Running a vector database in the cloud will be easier now that Pinecone is offering its vector database as a serverless offerings in Google Cloud and Microsoft Azure, to go along with an existing serverless product for AWS. The company also announced new enterprise features, including bulk import from object storage, among other features.
The advent of generative AI has supercharged the market for vector databases, which excel at storing, indexing, and storing vector embeddings.

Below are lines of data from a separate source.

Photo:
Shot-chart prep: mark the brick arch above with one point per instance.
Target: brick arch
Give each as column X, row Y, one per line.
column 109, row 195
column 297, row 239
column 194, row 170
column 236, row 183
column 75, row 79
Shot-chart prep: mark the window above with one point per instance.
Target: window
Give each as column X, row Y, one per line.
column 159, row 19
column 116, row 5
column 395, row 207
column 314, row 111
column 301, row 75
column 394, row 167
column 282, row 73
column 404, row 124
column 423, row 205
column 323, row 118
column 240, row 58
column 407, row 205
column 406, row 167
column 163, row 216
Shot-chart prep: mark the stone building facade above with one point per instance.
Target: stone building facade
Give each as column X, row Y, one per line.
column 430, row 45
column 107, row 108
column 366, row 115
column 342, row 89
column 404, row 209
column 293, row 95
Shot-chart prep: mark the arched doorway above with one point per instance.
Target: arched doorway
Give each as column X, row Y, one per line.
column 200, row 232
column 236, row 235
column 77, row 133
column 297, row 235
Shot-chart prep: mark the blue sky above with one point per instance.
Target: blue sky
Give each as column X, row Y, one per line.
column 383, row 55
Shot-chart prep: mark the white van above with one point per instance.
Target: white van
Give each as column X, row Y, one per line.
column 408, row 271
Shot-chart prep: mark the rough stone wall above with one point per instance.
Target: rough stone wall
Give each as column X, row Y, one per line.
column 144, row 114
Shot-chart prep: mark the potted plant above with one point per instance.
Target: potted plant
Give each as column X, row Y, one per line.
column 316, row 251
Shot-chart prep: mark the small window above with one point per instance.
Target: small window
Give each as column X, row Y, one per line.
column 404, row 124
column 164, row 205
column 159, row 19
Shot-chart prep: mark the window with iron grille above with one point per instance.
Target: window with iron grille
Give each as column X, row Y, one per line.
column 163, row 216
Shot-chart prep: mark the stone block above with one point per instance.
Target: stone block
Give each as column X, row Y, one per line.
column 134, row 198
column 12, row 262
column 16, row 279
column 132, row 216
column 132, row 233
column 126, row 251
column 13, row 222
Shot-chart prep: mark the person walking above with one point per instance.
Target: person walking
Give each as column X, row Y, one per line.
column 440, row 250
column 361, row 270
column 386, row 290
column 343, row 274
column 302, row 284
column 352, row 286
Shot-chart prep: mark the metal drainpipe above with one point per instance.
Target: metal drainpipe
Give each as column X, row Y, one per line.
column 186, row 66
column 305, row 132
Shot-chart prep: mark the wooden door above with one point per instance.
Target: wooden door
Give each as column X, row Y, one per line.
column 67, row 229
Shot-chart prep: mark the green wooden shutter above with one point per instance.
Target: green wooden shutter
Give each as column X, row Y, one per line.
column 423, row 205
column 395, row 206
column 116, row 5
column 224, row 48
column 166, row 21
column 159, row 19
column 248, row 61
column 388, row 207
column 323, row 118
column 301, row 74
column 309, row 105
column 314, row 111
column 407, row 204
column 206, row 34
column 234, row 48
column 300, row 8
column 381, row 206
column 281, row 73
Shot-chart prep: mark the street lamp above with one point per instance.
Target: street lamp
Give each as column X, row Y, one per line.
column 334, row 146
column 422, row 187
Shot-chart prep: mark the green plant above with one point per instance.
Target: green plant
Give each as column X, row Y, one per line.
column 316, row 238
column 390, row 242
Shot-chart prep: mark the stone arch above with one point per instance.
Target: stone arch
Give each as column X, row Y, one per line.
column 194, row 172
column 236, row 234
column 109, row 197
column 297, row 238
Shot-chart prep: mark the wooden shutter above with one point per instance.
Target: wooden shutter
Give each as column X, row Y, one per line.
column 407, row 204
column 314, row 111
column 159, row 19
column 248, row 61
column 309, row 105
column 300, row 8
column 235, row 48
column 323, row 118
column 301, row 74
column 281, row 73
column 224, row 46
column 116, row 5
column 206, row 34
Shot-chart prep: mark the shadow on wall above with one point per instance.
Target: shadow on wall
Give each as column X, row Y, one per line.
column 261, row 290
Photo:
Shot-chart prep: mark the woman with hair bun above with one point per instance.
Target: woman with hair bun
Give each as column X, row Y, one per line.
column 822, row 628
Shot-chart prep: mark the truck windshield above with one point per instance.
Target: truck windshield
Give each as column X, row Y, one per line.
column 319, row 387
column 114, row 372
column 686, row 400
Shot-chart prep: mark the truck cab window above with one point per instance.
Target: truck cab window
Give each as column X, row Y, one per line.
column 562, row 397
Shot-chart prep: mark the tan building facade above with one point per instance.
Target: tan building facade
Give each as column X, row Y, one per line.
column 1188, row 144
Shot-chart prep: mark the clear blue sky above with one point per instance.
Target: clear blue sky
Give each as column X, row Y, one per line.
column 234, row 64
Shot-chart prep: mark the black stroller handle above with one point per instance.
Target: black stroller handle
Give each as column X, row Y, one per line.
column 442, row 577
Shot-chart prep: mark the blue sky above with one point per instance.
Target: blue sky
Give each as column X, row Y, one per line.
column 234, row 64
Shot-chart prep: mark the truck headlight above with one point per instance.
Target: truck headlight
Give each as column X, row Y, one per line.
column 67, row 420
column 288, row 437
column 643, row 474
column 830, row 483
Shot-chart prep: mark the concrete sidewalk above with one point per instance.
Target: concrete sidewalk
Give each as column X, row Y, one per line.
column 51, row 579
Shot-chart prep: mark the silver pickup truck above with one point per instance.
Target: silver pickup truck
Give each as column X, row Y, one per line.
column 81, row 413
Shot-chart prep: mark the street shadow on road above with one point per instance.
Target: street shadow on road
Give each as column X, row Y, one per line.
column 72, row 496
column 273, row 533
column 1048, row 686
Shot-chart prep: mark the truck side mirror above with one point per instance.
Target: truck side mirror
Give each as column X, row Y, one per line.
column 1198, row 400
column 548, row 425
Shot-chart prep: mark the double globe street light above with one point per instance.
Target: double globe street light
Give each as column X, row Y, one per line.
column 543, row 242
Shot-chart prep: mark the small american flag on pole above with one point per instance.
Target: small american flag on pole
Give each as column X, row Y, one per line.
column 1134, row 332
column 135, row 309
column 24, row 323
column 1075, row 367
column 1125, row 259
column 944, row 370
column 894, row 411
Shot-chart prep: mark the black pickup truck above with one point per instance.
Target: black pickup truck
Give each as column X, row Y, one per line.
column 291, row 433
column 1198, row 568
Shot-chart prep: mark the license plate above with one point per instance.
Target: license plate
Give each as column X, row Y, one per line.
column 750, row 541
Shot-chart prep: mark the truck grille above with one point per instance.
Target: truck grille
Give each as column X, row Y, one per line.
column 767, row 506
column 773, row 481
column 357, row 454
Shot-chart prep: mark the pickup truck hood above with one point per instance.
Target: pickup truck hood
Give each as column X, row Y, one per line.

First used to bolster search with the power of nearest neighbor algorithms, companies today are scrambling to deploy vector databases as part of retrieval-augmented generation (RAG) setups that use pre-indexed vector embeddings to “ground” a large language model (LLM) with a customer’s own data.
Pinecone’s native vector database today is seeing a surge of interest from companies building GenAI applications, such as chatbots, question-answer systems, and co-pilots. As one of the older vector databases on the market (established 2019), Pinecone’s offering is well-regarded by analyst groups, and today’s announcements are likely to bolster that standing.
With serverless vector database offerings in all three major public clouds (it announced the general availability of its AWS serverless offering in May), Pinecone is positioned to capitalize on the current wave of investment in GenAI, much of which is occurring in the public cloud.
“Bringing Pinecone’s serverless vector database to Google Cloud Marketplace will help customers quickly deploy, manage, and grow the platform on Google Cloud’s trusted, global infrastructure,” Dai Vu, the managing director of marketplace and ISV go-to-market programs at Google Cloud, said in a blog today. “Pinecone customers can now easily build knowledgeable AI applications securely and at scale as they progress their digital transformation journeys.”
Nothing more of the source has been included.